Ange, I think sometimes it may be that people are idealizing or objectifying my daughter, which bugs me. She's much more than her looks, which she is not responsible for. She's reasonably smart, very social, competitive, extremely stubborn, and as self-centered as any 5 year old. Focusing on looks (to the exclusion of everything else) just seems so shallow.

Camille, I sense often that you're right that it's a "too bad, she's not white" comment. We don't live in the most expensive area, but it is a nice area. Although the area is probably 15-20% black and prides itself on being 'progressive', I think there might be the underlying feeling that we're breaking some kind of unwritten rule or something. Like if you're white it's only OK to have mixed race or black kids if you're lower middle class or below or Angelina Jolie. Everyone else is excluded.

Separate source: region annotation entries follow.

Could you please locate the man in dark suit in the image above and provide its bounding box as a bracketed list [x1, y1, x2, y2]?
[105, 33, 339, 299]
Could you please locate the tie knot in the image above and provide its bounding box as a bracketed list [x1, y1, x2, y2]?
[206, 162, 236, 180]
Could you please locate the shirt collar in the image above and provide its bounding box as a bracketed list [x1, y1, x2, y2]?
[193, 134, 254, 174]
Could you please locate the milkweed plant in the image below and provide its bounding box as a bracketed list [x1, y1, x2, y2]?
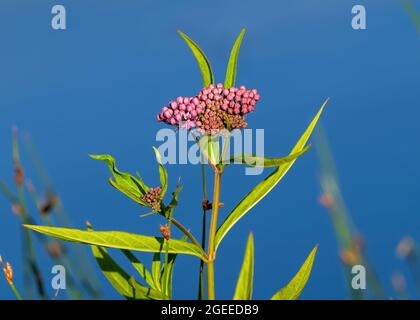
[23, 29, 327, 300]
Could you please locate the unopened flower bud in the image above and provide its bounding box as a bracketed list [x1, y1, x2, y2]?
[159, 224, 171, 240]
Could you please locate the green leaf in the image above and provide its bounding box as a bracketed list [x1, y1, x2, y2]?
[215, 99, 328, 249]
[89, 245, 162, 300]
[233, 233, 254, 300]
[152, 252, 162, 291]
[121, 250, 158, 290]
[90, 154, 149, 206]
[160, 236, 188, 299]
[224, 29, 245, 89]
[153, 147, 168, 199]
[178, 30, 214, 87]
[229, 145, 311, 168]
[24, 225, 206, 261]
[271, 245, 318, 300]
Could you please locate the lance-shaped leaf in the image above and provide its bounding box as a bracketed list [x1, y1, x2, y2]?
[153, 147, 168, 199]
[178, 30, 214, 87]
[160, 236, 188, 299]
[91, 246, 162, 300]
[90, 154, 149, 206]
[229, 145, 311, 168]
[224, 29, 245, 89]
[233, 233, 254, 300]
[215, 99, 328, 248]
[24, 225, 206, 261]
[121, 250, 158, 290]
[271, 246, 318, 300]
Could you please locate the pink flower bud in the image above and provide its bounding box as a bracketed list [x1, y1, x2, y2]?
[164, 111, 172, 119]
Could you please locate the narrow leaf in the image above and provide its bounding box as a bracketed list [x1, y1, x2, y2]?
[90, 154, 149, 206]
[224, 29, 245, 89]
[91, 246, 162, 300]
[233, 233, 254, 300]
[24, 225, 205, 260]
[271, 245, 318, 300]
[178, 30, 214, 87]
[215, 99, 328, 248]
[160, 236, 188, 299]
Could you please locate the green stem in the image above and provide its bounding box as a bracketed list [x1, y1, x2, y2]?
[207, 169, 222, 300]
[10, 283, 22, 300]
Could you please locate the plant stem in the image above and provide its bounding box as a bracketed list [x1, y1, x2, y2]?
[10, 283, 22, 300]
[198, 159, 208, 300]
[168, 217, 201, 247]
[207, 169, 222, 300]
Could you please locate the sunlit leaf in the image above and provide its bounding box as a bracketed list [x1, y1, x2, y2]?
[91, 246, 162, 300]
[24, 225, 205, 260]
[271, 246, 318, 300]
[178, 30, 214, 87]
[90, 154, 149, 206]
[229, 145, 311, 168]
[224, 29, 245, 89]
[233, 233, 254, 300]
[121, 250, 158, 290]
[215, 99, 328, 248]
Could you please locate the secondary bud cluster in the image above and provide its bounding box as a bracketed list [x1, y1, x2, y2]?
[0, 256, 13, 285]
[141, 187, 162, 212]
[157, 83, 260, 134]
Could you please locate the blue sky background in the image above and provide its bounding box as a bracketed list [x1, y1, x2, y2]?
[0, 0, 420, 299]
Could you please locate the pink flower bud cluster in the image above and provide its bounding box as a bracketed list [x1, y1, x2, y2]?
[197, 83, 260, 115]
[157, 83, 260, 134]
[156, 97, 204, 129]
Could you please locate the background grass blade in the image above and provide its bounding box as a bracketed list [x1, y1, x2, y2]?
[233, 233, 254, 300]
[178, 30, 214, 87]
[224, 29, 245, 89]
[271, 245, 318, 300]
[216, 99, 328, 249]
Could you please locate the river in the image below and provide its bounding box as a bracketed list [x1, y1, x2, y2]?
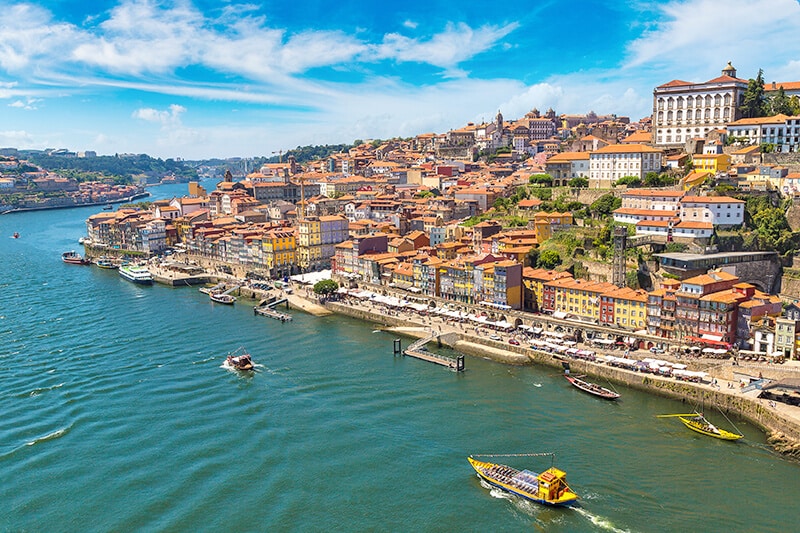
[0, 184, 800, 532]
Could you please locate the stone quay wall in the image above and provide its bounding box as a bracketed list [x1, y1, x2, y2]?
[326, 302, 800, 458]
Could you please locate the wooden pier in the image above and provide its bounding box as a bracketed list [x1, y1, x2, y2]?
[394, 335, 464, 372]
[253, 298, 292, 322]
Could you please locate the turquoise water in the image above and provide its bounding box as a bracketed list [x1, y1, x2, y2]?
[0, 181, 800, 532]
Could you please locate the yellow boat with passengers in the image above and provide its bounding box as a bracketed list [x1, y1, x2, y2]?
[467, 454, 578, 506]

I don't think it's the biggest thing that we'll have to deal with in terms of race relations, but I also feel that if I can understand it more it might give me insight into other things.


Niksmom said...

Joe, since you obviously can't control what stupid things come out of other people's mouths, how about this one:

Thoughtless person: "Oh, she's beautiful/gorgeous/etc.!"

You/Liz: "Thanks, but yout should see her insides/ spirit/ personality --it's even better and so much more important!" (All said with a friendly smile, of course, to indicate you assume they meant no offense.)

Suzanne said...

I do get what you are saying, that your SweetPea is worth so much more than her physical beauty. but this is America. People probably think they are being nice to notice the superficial.
Like Anne, I have lived the life of "what are you/what is she?" Not a warm fuzzy feeling. Things would have been very different for me had people ever said "she's beautiful" So, as unimportant (and sexualizing) as it is, it beats the alternative.

Casdok said...

If i bump into you, i will remember!!!

kristina said...

Your response reminds me of how I feel, actually, when people say of Charlie "he's so cute"---sometimes they throw in "handsome." Since he is 10 now, is getting hair on his upper lip, and is my size, few people would say "beautiful" directly, but I've still heard that on and off. I feel very mixed still about hearing "he's so cute": I want to say, that's just one thing about him---plus, the word "cute" is vaguely denigrating, as if what Charlie cannot do is compensated for his appearance.

I am probably over-sensitive about this---

Daisy said...

The worst case: She might have trouble in adolescence if she runs into cosmetic issues: braces, acne, etc., if her self-image is too tied up in her looks. However, I think you and Liz have your heads together enough to handle this potential by raising a well-adjusted young woman.

bigwhitehat said...

There is nothing sexual about saying she is beautiful. If you assign some connotation the the word "beautiful" trust me that is your own thing. Most people don't share that connotation.

My daughters are remarkably pretty. I get reminded of this all the time. I quit letting that bother me a long time ago.

aitch-jaye said...

I'm still mulling on this, but perhaps it strikes such a chord because at its core, it's still considered improper to comment upon someone's outward physical appearance ... _most especially_ upon meeting them for the first time.

I know I'm old, but it used to be considered a breech of etiquette to make remarks upon a gentle-person's personal appearance. It just really wasn't done.

Sorry, I'm ancient ... and I was raised by my Victorian, Virginian Grandmother....

mumkeepingsane said...

Like Kristina I have been known to be bothered when someone meets Patrick and talks about how cute he if that makes up for the issues that he has. I've often wanted to say to them "he'd still be wonderful even if he was ugly".

I imagine some people are very uncomfortable when meeting an adopted child of a different race. It would serve everyone better if they admitted it or asked honest questions instead of reaching for a one-liner like "she's so beautiful".

Anonymous said...

HaHaHa! Often when people first meet me they say "you're beautiful!" Think about,what am I supposed to say, 'Thank You'? I usually just smile, but it's definitely wierd. Should I say "you know, my IQ is 120 and that's so much more important!" HA! Can you imagine what they would do? Any suggestions?